Mark Morford needs to get dumped more often

Posted at 10:51 am


Okay, so that title’s a little cruel and, yes, this is mainly filler to cover up the fact that I haven’t finished any of the pieces I mentioned previously. Soon, I promise… (again)

But anyhoo…

For quite a while, I was a big fan of Mark Morford’s SF Chronicle column. The writing was alternately breezy and frenetic, and each piece generally contained a kernel of truth or outrage which was… resonant.

Over the past year or so, though, the quality dropped. His politically-leaning pieces became directionless rants, and more and more columns were taken up with meandering rambles about consumer technology or science news.

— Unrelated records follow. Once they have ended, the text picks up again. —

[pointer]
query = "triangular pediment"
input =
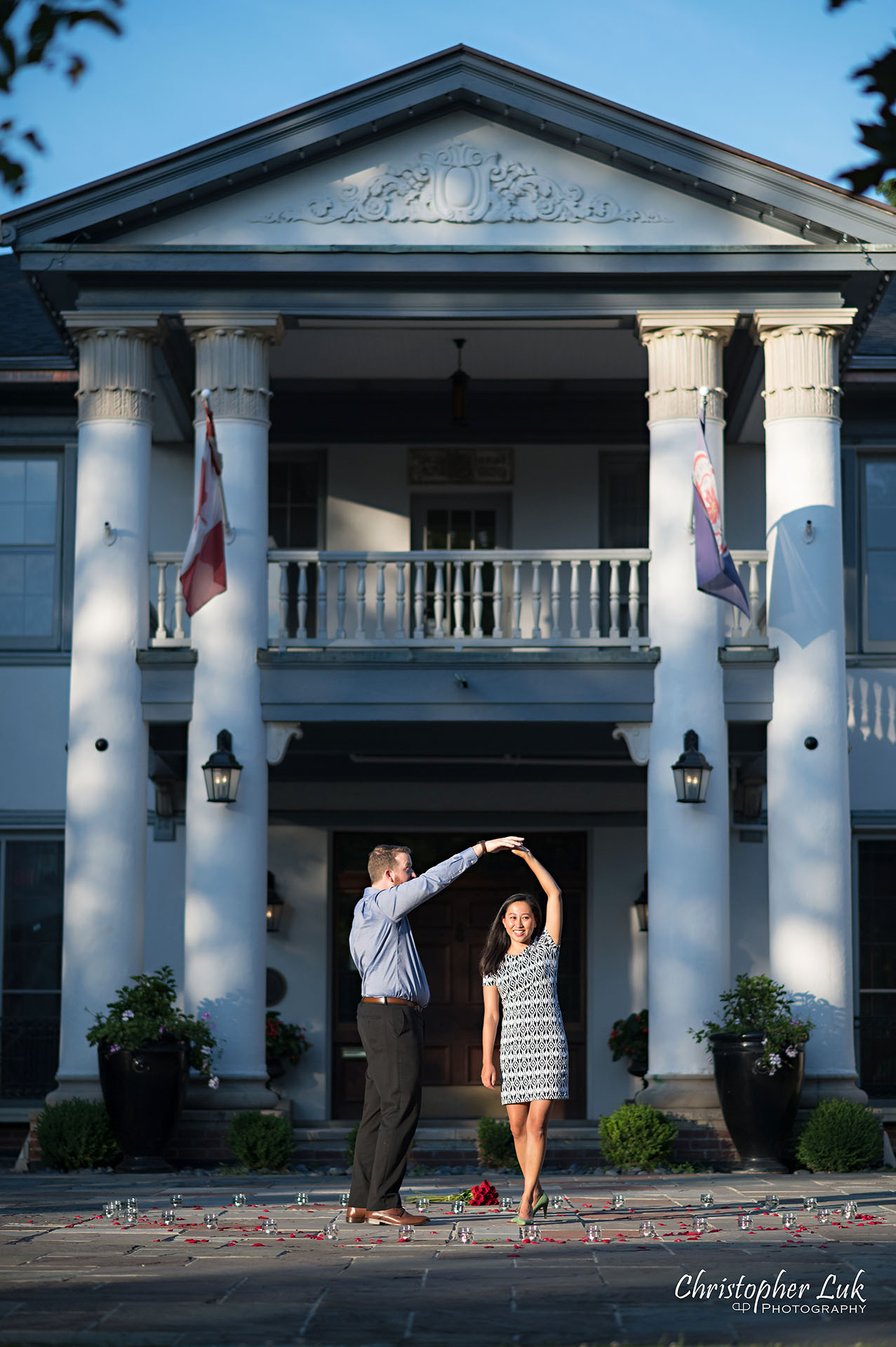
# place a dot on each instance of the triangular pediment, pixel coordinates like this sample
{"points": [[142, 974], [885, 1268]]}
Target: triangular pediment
{"points": [[460, 147]]}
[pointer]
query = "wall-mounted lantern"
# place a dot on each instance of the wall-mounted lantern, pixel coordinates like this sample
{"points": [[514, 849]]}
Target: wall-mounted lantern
{"points": [[222, 772], [692, 772]]}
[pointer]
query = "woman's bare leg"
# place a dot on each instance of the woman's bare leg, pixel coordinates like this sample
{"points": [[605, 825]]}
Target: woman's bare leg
{"points": [[540, 1111], [518, 1118]]}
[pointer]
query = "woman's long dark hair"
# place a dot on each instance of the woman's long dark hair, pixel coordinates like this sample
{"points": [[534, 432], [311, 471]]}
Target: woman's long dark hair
{"points": [[497, 941]]}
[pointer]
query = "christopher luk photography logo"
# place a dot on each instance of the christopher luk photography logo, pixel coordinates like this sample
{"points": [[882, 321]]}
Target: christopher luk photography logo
{"points": [[783, 1296]]}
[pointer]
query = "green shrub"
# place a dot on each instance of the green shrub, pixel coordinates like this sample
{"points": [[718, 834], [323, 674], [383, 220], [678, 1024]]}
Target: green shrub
{"points": [[262, 1140], [349, 1144], [76, 1134], [636, 1136], [495, 1145], [840, 1136]]}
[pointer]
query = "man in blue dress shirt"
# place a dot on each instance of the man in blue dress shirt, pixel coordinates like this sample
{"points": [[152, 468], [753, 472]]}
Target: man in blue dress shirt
{"points": [[394, 994]]}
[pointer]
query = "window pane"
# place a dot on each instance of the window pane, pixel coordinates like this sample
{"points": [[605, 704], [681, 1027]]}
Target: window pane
{"points": [[33, 916], [881, 596], [11, 480], [11, 523], [880, 504]]}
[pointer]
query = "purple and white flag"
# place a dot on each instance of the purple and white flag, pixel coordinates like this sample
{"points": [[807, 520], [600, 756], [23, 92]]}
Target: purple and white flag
{"points": [[716, 570]]}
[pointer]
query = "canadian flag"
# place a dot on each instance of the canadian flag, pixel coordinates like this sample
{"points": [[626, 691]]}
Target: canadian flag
{"points": [[203, 570]]}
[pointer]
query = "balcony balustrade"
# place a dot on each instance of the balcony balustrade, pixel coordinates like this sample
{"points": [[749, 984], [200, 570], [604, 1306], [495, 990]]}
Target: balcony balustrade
{"points": [[474, 600]]}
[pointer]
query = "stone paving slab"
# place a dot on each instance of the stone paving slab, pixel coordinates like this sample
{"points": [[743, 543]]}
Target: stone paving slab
{"points": [[69, 1276]]}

At points, the only fun left was to play “spot the ‘Bush-ravaged’”, scanning each column to see how he’d managed to work that horribly over-used phrase of his into a subject completely divorced from Republican politics.

Today’s piece, however, is something of a return to Morford of old. It’s a little bit honest, a little bit brutal and a little bit sweet. It also contains the killer line

…whose biological clock is ticking like Dick Cheney’s pacemaker in a gay fetish dungeon…

…which made me accidentally snort tea this morning.

Since the column in question was apparently prompted by his newly single status, the headline here speaks for itself.